Letter: Agassiz resident opposes cell tower

Cites health and environment concerns

I am a resident of Agassiz for the last 2 years and also the CEO of a successful digital marketing firm in the area – I am writing in regards to the proposed cellular tower installation at 1501 Johnson Road in Agassiz B.C., and wish to register my extreme opposition to it.

Agassiz does not need additional electro-pollution sources, and one of the reasons we chose to move our home and business to Agassiz was the reduced amount of EMF radiation sources that are so prolific further West in the larger cities. We have, as a population, become the ‘great experiment’ – future generations will have to deal with the results of this oversaturation of electromagnetic and wireless radiation exposure to our ecosystem, which we are a part of.

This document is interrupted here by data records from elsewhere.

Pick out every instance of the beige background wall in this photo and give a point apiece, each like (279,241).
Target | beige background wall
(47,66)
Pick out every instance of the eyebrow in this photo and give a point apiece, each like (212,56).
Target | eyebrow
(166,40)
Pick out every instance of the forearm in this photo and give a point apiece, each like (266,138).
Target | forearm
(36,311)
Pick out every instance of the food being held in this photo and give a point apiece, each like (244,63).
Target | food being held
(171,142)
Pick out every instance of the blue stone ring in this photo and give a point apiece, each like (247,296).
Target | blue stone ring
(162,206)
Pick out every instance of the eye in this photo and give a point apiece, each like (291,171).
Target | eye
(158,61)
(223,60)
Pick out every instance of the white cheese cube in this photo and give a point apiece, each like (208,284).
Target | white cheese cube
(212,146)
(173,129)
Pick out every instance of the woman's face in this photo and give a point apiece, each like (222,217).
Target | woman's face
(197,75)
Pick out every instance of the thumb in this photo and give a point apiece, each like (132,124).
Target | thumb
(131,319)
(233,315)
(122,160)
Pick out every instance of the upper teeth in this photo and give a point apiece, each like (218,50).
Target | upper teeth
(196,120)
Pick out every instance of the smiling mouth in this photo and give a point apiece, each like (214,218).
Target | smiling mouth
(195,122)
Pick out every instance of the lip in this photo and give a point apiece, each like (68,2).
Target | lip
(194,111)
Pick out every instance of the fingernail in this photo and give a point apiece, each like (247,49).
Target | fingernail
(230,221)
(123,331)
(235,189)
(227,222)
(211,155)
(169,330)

While the cellular companies laud the benefits of ‘improved coverage’, ‘faster data’, ‘better services’ as a result of installing this technology which so many people have become near-completely dependent on, they avoid any focus on negative health effects and it’s the duty of local council to have these discussions and do the research ahead of time to prove beyond a doubt (they cannot), that this technology is safe for the population and future generations. I urge you to consider the following:

Our opposition is based upon the following concerns:

World Health Organization studies have shown that children exposed to cell tower radiation have experienced severe health effects including increases in rates of asthma, autism, ADHD and other ailments. Adults can and do experience EMF sensitivity, the effects of which can include dizziness, migraine headaches, heart palpitations and nosebleeds. And the International Association of Firefighters “oppose the use of fire-stations as base stations for towers and/or antennas for the conduction of cell phone transmissions until it is proven that such sitings are not hazardous the health of our members.”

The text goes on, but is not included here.